I’d expect not much difference unless resonance is high.

hjh

Hi,

a basic question would be if you want a filter for clearly defined tasks / properties or if you want to experiment with the filter concept to search for new stuff: the filter as a main source of sound synthesis / sound transformation (clearly my preference, as, at least for my purposes, the basic “filter jobs” are well done by the main SC implementations).

You can use the Fb1 class from miSCellaneous_lib for both, implementations of special well-researched filter types (a) or more experimental ones (b).

As an example for (a) see a TPT filter implementation:

As an example for (b) see the Dobson-Ffitch filter:

In my recent Berlin workshop I gave a gui example of Dobson-Ffitch, it’s Ex. 2c in the file

UOS_04_single_sample_feedback.scd

contained in this zip:

https://daniel-mayer.at/materials/Berlin_2020/UOS_2020_TUBerlin.zip

You could also explore the concept of “filtered maps” as described by Risto Holopainen:

https://www.researchgate.net/publication/263905411_LOGISTIC_MAP_WITH_A_FIRST_ORDER_FILTER

and do it with any non-linear map

Clearly such weird filters are, in general, highly unstable, so when experimenting please note the possibility of blowups and consider the option of using sigmoid functions in the feedback loop (as described in the Dobson-Ffitch example).

Thanks everybody for the answers.

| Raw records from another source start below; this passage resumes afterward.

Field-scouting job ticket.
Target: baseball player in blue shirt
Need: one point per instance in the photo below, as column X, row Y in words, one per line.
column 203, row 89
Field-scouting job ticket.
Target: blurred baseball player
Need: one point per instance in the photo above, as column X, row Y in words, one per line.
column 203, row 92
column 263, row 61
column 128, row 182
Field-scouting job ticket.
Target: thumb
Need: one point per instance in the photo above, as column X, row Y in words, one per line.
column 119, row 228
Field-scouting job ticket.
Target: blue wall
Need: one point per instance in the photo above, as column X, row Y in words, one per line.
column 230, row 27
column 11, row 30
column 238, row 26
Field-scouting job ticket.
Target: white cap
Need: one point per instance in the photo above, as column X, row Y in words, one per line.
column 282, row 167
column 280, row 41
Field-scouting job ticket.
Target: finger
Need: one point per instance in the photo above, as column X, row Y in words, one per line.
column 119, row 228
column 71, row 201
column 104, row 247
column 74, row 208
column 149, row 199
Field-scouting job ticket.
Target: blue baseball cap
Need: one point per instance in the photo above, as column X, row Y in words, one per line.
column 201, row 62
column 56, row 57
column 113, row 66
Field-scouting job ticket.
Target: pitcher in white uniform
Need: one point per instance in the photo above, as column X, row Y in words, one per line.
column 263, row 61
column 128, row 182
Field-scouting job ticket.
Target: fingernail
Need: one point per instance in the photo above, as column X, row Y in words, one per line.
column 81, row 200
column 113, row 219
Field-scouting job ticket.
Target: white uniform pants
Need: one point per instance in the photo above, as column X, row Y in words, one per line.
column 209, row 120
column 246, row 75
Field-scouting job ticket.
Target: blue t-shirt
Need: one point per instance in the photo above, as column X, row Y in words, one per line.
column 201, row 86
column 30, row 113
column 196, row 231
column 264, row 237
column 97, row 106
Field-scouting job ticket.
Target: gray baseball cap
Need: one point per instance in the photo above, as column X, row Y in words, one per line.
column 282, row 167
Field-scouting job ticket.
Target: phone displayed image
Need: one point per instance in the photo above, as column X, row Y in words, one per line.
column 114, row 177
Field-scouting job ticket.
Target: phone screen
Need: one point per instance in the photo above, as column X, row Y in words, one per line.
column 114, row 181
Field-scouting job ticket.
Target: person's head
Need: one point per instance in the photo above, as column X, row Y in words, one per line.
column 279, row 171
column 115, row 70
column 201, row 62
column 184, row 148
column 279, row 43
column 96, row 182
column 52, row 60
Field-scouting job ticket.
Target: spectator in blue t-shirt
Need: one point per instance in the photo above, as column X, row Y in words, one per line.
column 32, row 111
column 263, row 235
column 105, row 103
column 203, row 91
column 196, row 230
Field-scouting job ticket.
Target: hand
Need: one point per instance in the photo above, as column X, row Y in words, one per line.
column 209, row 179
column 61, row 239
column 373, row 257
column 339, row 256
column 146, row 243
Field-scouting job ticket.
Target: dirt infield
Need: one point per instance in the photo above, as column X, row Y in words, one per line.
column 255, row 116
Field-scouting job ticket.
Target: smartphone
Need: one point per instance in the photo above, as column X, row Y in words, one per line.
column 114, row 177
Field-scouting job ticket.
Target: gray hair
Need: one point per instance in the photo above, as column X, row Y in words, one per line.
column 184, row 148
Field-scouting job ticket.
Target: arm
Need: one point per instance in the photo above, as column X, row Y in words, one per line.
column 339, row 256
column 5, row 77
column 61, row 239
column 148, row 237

I need some time to digest everything you said but I surely will come up with more questions

hey I bring back this topic as used to UVI Shade filter that brings very interesting filter shapes (phaser, flanger and more)

UVI Advanced filter

is there a way to obtain the same result with supercollider ?

thanks =)

I just been playing with the comb so rich is there a way to create a formant like filter or better to combine comb and formant ?

(SynthDef(\comb,{|dur|Out.ar(0,CombN.ar(Saw.ar(LFNoise0.kr(1.2875).range(40,2000), mul:EnvGen.kr(Env.perc(releaseTime: dur),doneAction: 2)),2,MouseX.kr(0.001,0.1),4));}).add;)




Pbind(\instrument, \comb, \dur, 0.1).play

=D

found the Vowel class in Quarks Library!!